Y la verdad más grande
de nosotros
es la mentira hermosa
que vivimos.


Poema publicado en el primer número de la revista "La caja de Pandora", 1997
Tomado del blog Una isla para náufragos (La caja de Pandora)

jueves, 18 de noviembre de 2010

Recuerdos de lo que olvidé


Aquellas mañanas de frío y de miedo a que me sacaran a recitar reyes y ríos de España, frente a un viejo mapa, con una regleta. El viento y la lluvia, contra las ventanas, y las espineras, gigantes y corvas, luchando en la noche en plena galerna; y un misal antiguo sobre la mesita. Y mi tía abuela rogando a Dios y a todos los santos que aquello no fuera el final del mundo, que no nos ahogara un nuevo diluvio, rezando una salve, recordando al cielo que posiblemente viniera otra guerra.
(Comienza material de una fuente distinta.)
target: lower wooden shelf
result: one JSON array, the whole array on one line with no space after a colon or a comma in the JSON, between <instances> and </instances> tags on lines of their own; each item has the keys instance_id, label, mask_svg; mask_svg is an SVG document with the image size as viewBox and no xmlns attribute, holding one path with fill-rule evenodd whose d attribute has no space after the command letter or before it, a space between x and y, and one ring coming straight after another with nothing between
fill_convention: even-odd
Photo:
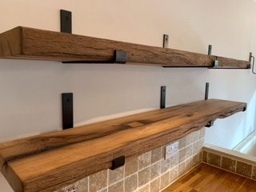
<instances>
[{"instance_id":1,"label":"lower wooden shelf","mask_svg":"<svg viewBox=\"0 0 256 192\"><path fill-rule=\"evenodd\" d=\"M246 107L204 100L2 143L2 172L14 191L54 191Z\"/></svg>"}]
</instances>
La otra mañana ¿del sesenta y ocho?, en la que Jesús se colgó del árbol. Y a mí me llevaron a los Abanales y dormí con él, con su cuerpo frío, mientras esperaban por la funeraria, la última siesta. Y las tardes grises, en casa Vicente, cuando me subía al hórreo y veía Bañugues tan lejos, después de los pinos de por Entrerríos y una curva triste de la carretera. Y las largas tardes, en casa el Zamarru, yendo cada poco hacia la portilla, por mirar si alguien llegaba a buscarme, antes de la hora crucial de la cena.

Y la fiebre súbita que me hacía soñar que el techo bajaba, bajaba y bajaba, caía sobre mí; y olía por momentos el vaho de eucalipto que me colocaban en el cabecero y el que habían cocido en una tartera. Las lóbregas noches que no se acababan, huérfanas de luz tras una tronada, entre el fuego débil y el chisporroteo de una o de dos velas.
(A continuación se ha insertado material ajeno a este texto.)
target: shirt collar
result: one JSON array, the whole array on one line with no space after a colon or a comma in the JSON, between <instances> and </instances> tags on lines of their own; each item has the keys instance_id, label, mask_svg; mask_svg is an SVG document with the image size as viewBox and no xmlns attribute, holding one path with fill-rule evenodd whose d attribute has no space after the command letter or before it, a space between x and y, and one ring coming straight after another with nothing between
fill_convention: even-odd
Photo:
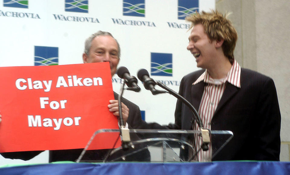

Y las otras noches en que no cabían más desconfianzas: el corretear de ratones jóvenes por entre las vigas de nuestro desván y el rodar dormido de los viejos trastos o de las patatas; el murmullo rítmico de alguna gotera. Y el pensar frecuente, como una costumbre, que todo tendría un final muy próximo -qué extraño en un niño y, sinceramente, qué rabia y qué pena-: los seres, los perros, la casa y el seto, la fuente y la higuera.

Y todos los otros temores constantes: el dulce pecado, pecado bendito, acechante siempre, la duda continua, la aprensión diaria, el recelo absurdo, la inútil sospecha. Y el pasado vacuo pesando en los hombros -qué raro en un niño y, sinceramente, qué larga condena- con sus sacos llenos de melancolía por lo que aún no había ni surgido apenas.